Zagłębie lepsze od Wybrzeża. Pierwsza ósemka odjeżdża gdańszczanom

Pierwsza połowa miała decydujący wpływ na zwycięstwo Zagłębia w pojedynku z Energą Wybrzeżem Gdańsk. Po pierwszej połowie lubinianie prowadzili 18:11, a ostatecznie wygrali 29:25.

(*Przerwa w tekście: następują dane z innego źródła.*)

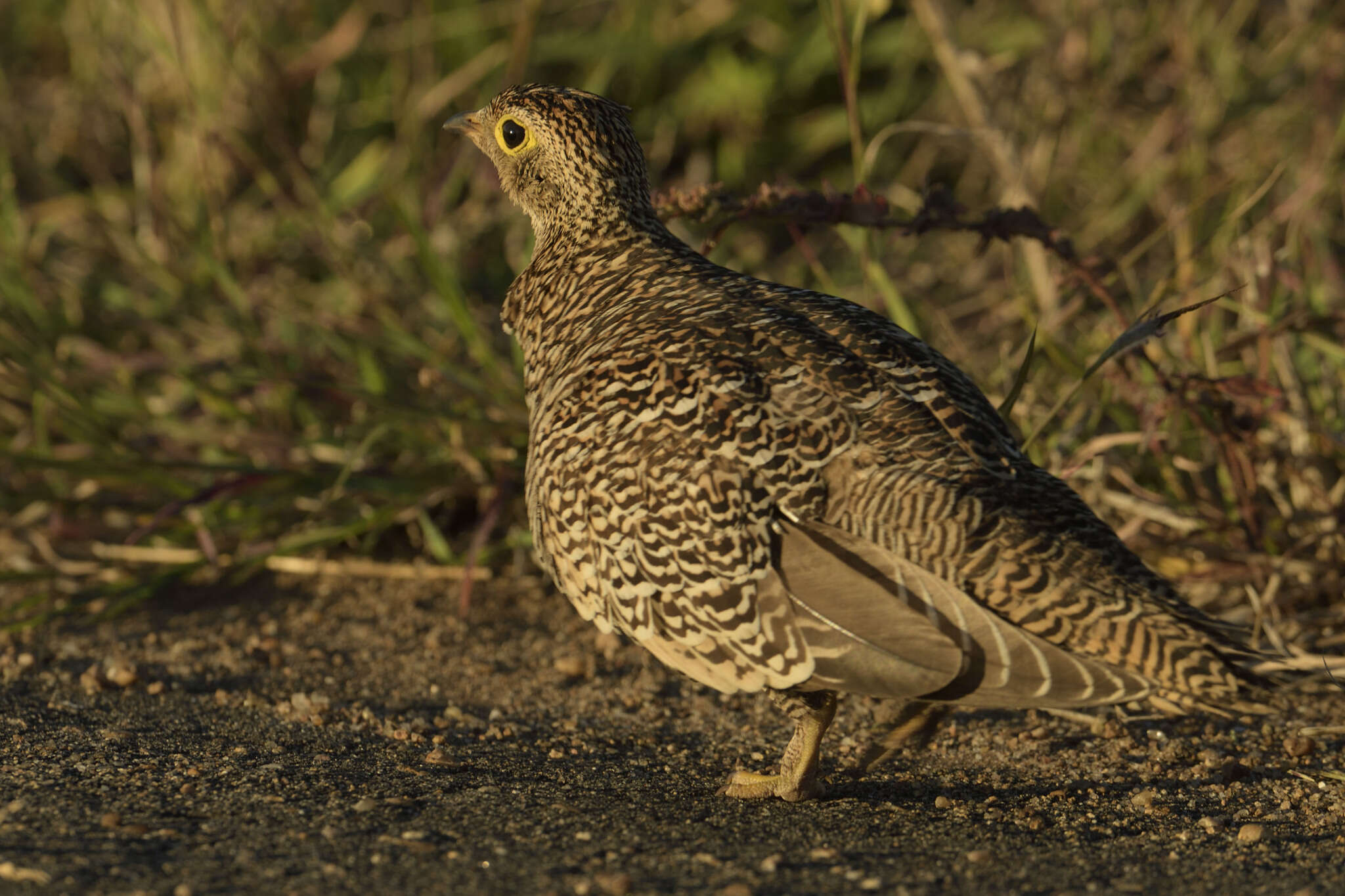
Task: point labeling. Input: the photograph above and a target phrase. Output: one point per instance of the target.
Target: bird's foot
(791, 788)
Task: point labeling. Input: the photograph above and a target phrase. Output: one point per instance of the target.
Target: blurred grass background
(249, 288)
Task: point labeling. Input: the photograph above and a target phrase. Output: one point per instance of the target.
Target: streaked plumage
(776, 489)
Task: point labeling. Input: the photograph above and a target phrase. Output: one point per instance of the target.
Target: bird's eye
(512, 133)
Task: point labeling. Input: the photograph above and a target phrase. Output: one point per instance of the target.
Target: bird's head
(567, 158)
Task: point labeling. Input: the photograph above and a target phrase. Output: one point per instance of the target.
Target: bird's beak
(468, 123)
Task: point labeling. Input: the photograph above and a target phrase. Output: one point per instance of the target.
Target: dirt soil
(328, 736)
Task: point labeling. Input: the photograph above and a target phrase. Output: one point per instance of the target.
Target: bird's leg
(813, 712)
(911, 726)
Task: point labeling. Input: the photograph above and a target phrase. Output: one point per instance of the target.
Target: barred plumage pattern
(776, 489)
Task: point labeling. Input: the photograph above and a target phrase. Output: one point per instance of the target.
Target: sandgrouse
(775, 489)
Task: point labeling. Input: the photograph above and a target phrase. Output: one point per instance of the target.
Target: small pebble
(1211, 824)
(571, 667)
(1251, 833)
(120, 673)
(615, 884)
(735, 889)
(1300, 746)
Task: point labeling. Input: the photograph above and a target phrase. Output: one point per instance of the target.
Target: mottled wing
(998, 662)
(923, 375)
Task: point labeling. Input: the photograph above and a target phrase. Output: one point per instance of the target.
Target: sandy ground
(330, 736)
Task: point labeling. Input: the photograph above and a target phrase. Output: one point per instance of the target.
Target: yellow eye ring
(513, 137)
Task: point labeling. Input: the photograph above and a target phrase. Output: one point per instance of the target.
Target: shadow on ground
(341, 736)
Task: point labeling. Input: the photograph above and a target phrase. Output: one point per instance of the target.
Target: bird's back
(770, 486)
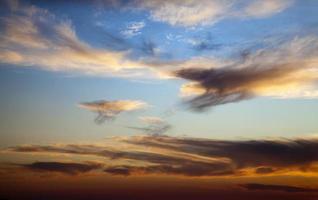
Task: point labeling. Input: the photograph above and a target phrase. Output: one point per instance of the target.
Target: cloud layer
(191, 13)
(287, 71)
(196, 157)
(155, 126)
(62, 167)
(108, 110)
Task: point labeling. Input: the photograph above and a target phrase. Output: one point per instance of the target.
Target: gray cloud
(282, 71)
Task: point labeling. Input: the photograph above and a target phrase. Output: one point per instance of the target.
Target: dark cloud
(264, 170)
(198, 157)
(228, 85)
(67, 168)
(286, 70)
(186, 169)
(250, 153)
(281, 188)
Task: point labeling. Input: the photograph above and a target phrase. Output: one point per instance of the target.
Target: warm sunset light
(159, 99)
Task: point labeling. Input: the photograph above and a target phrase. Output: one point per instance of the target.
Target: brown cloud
(108, 110)
(196, 157)
(280, 188)
(62, 167)
(156, 126)
(289, 70)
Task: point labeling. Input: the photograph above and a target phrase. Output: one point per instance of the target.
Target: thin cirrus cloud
(69, 168)
(280, 188)
(206, 12)
(34, 37)
(195, 157)
(133, 29)
(109, 110)
(155, 126)
(286, 71)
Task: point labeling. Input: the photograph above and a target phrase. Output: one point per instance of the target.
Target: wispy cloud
(62, 167)
(286, 71)
(196, 157)
(109, 110)
(35, 37)
(206, 12)
(281, 188)
(133, 29)
(156, 126)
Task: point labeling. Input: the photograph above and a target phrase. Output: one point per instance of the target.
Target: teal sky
(40, 94)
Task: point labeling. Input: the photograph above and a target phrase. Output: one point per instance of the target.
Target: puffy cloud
(196, 157)
(108, 110)
(286, 71)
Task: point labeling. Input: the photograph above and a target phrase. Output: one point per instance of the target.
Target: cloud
(259, 8)
(62, 167)
(264, 170)
(34, 37)
(280, 188)
(195, 157)
(108, 110)
(206, 12)
(287, 71)
(133, 29)
(186, 13)
(156, 126)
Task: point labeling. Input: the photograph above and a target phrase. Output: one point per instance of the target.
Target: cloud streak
(62, 167)
(196, 157)
(109, 110)
(279, 188)
(206, 12)
(287, 71)
(156, 126)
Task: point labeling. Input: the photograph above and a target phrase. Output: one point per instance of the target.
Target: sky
(202, 95)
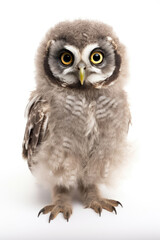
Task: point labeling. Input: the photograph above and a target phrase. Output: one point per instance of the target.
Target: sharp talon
(120, 204)
(99, 211)
(114, 210)
(50, 217)
(41, 211)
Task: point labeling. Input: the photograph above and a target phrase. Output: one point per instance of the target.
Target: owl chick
(78, 116)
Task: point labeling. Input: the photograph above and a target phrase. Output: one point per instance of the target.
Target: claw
(41, 211)
(50, 217)
(120, 204)
(99, 211)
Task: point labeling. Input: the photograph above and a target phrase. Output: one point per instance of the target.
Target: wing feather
(36, 127)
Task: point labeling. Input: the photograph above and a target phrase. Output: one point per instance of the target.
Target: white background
(22, 26)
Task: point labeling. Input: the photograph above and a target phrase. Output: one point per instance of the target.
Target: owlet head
(80, 54)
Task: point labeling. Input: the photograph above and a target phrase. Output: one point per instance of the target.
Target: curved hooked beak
(81, 68)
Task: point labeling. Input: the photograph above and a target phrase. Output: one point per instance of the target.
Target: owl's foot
(107, 204)
(56, 209)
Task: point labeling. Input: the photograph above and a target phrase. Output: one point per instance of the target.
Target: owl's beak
(81, 75)
(81, 68)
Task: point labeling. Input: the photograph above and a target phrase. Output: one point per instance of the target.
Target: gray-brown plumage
(78, 116)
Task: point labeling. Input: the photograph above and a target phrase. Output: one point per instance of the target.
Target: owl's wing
(37, 112)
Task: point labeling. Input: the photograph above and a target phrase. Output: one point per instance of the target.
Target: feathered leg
(92, 199)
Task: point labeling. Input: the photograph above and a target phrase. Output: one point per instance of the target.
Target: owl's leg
(92, 199)
(61, 204)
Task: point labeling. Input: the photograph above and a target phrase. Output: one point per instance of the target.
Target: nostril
(81, 65)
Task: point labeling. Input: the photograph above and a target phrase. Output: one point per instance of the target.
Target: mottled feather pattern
(78, 116)
(36, 126)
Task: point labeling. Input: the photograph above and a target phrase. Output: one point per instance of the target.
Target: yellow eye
(66, 58)
(96, 57)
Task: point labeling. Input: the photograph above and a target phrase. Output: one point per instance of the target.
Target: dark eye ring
(96, 57)
(66, 58)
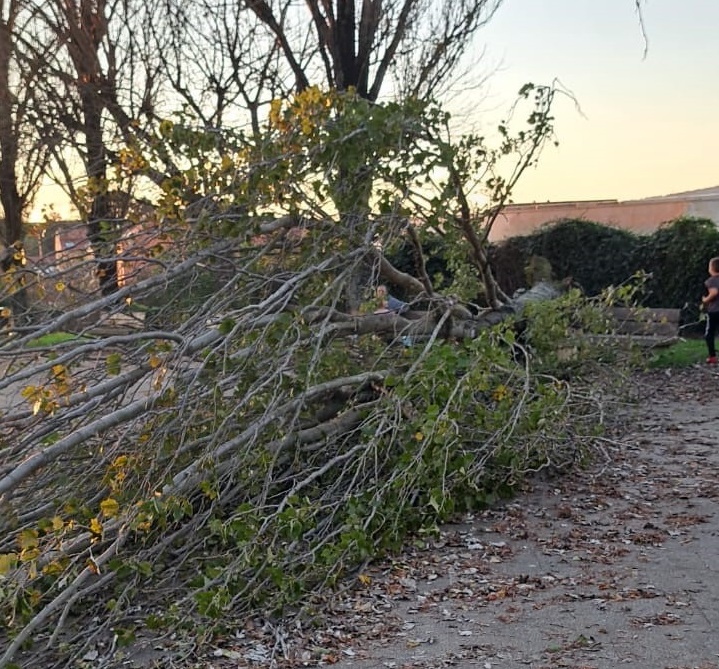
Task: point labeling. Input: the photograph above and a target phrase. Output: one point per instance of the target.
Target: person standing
(710, 303)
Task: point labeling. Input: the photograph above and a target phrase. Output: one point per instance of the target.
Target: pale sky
(650, 124)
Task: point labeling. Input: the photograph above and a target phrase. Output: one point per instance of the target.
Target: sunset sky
(650, 124)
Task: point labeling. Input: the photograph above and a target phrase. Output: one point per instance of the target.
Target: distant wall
(640, 216)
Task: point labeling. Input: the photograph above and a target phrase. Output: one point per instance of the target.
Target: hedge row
(596, 256)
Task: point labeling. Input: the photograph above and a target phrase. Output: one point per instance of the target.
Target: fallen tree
(264, 433)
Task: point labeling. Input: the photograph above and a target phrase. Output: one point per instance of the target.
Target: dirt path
(616, 566)
(610, 567)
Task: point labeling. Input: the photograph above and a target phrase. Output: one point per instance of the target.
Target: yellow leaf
(120, 461)
(96, 527)
(27, 539)
(52, 568)
(28, 391)
(109, 507)
(8, 561)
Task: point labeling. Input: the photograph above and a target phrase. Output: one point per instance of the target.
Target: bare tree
(23, 158)
(358, 44)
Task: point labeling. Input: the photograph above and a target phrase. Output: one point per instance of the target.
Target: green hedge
(596, 256)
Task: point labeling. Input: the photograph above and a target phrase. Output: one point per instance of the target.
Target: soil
(616, 565)
(613, 565)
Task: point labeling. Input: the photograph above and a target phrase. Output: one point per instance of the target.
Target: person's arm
(710, 296)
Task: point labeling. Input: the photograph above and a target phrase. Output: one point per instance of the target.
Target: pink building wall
(640, 216)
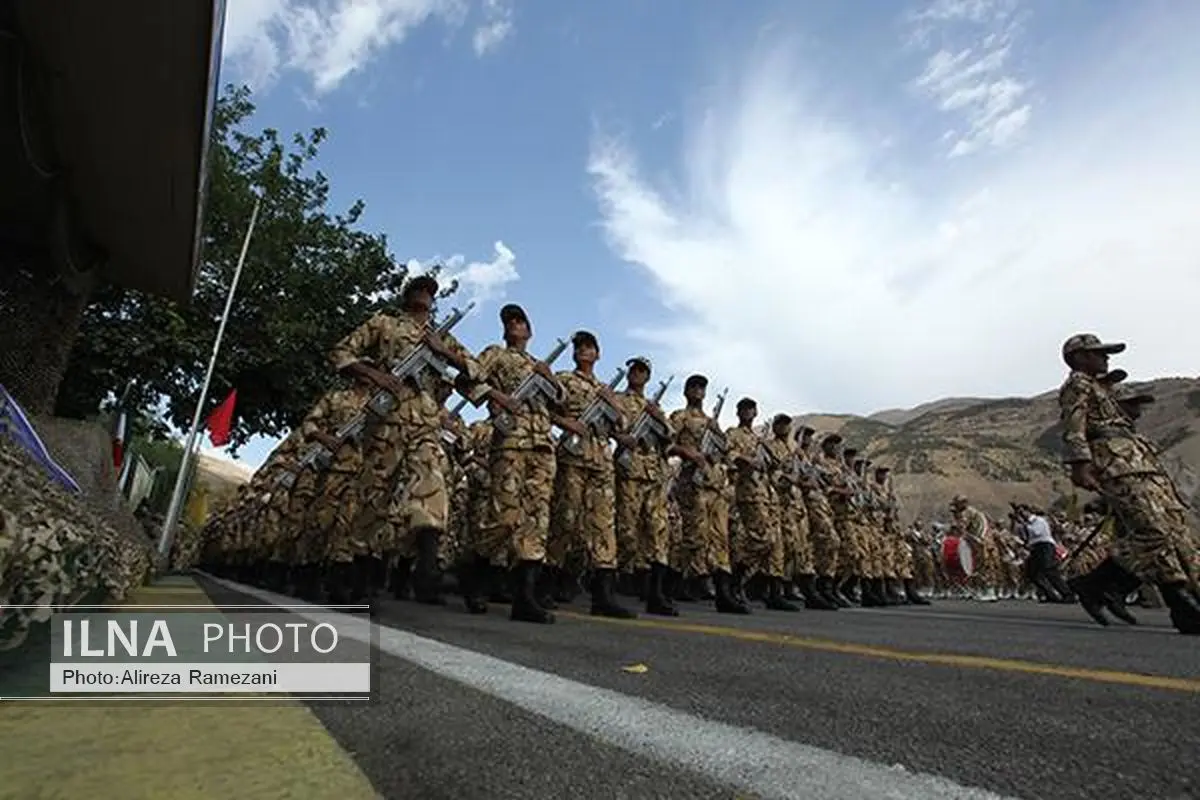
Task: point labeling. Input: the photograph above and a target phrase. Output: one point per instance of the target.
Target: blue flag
(15, 425)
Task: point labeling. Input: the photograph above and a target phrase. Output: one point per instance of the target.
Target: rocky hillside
(997, 451)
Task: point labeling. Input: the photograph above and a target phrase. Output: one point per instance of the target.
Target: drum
(957, 558)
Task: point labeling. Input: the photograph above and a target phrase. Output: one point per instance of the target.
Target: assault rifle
(415, 362)
(713, 443)
(647, 428)
(448, 435)
(534, 391)
(599, 416)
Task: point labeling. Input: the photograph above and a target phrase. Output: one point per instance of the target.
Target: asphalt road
(960, 699)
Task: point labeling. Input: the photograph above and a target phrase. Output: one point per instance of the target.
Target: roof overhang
(130, 86)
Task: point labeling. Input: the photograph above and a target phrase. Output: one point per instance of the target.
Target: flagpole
(181, 481)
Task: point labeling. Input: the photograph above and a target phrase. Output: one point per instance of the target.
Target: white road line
(742, 758)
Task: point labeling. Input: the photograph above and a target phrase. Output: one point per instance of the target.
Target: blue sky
(835, 206)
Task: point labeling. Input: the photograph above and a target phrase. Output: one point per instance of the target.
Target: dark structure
(105, 114)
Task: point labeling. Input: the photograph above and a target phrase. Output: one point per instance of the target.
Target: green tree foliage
(310, 277)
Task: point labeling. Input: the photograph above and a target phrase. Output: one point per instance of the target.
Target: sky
(834, 208)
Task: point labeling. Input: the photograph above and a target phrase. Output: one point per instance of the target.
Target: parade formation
(573, 483)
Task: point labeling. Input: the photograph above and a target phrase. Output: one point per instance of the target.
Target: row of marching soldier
(569, 482)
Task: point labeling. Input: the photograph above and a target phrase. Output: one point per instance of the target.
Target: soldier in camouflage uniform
(1105, 455)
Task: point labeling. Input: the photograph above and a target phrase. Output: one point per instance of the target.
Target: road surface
(959, 699)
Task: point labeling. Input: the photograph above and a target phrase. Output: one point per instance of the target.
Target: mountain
(1006, 450)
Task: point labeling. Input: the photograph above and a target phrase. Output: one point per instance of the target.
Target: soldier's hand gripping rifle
(449, 435)
(713, 443)
(599, 416)
(647, 428)
(415, 362)
(534, 391)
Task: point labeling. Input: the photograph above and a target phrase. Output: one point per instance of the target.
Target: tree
(310, 277)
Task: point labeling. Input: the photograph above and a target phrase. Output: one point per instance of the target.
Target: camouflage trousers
(793, 533)
(582, 519)
(703, 529)
(759, 545)
(642, 528)
(522, 487)
(1152, 537)
(822, 534)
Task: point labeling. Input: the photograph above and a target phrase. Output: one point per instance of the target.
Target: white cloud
(329, 40)
(496, 28)
(797, 268)
(970, 72)
(479, 282)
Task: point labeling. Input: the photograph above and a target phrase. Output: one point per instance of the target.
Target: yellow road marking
(939, 659)
(185, 751)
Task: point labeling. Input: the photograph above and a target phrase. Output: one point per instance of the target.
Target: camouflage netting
(57, 548)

To był mecz sąsiadów w tabeli. Obie drużyny wiele łączy, ponieważ zarówno Energa Wybrzeże, jak i Zagłębie mają tyle samo punktów - 23. Mają podobny bilans bramkowy, podobną liczbę rzuconych i straconych bramek. Na przeciwko siebie stanęli trenerzy, którzy mają za sobą bardzo udaną karierę zawodniczą, czyli Marcin Lijewski i Bartłomiej Jaszka (który jeszcze pojawia się na boisku).

REKLAMA

Spotkanie do 7. minuty było w miarę wyrównane. Później gospodarze zanotowali dobry moment, który wygrali 6:1. Niezadowolony z takiego obrotu spraw trener Lijewski poprosił o czas. To jednak wiele nie dało, bo zawodnicy z "Trójmiasta" nie byli w stanie dotrzymać kroku Zagłębiu, które stopniowo odskakiwało.

Jak się okazała przewaga zbudowana w pierwszej połowie była kluczowa do zwycięstwa. Pod koniec spotkania Energa Wybrzeże zaczęła odrabiać straty, ale na doprowadzenie choćby do remisu było już za późno. Komplet punktów został w Lubinie.

Bardzo dobre spotkanie rozegrał bramkarz "Miedziowych" - Patryk Małecki, który miał ponad 40 procent skuteczności. Najwięcej bramek, bo siedem rzucił Adrian Kondratiuk.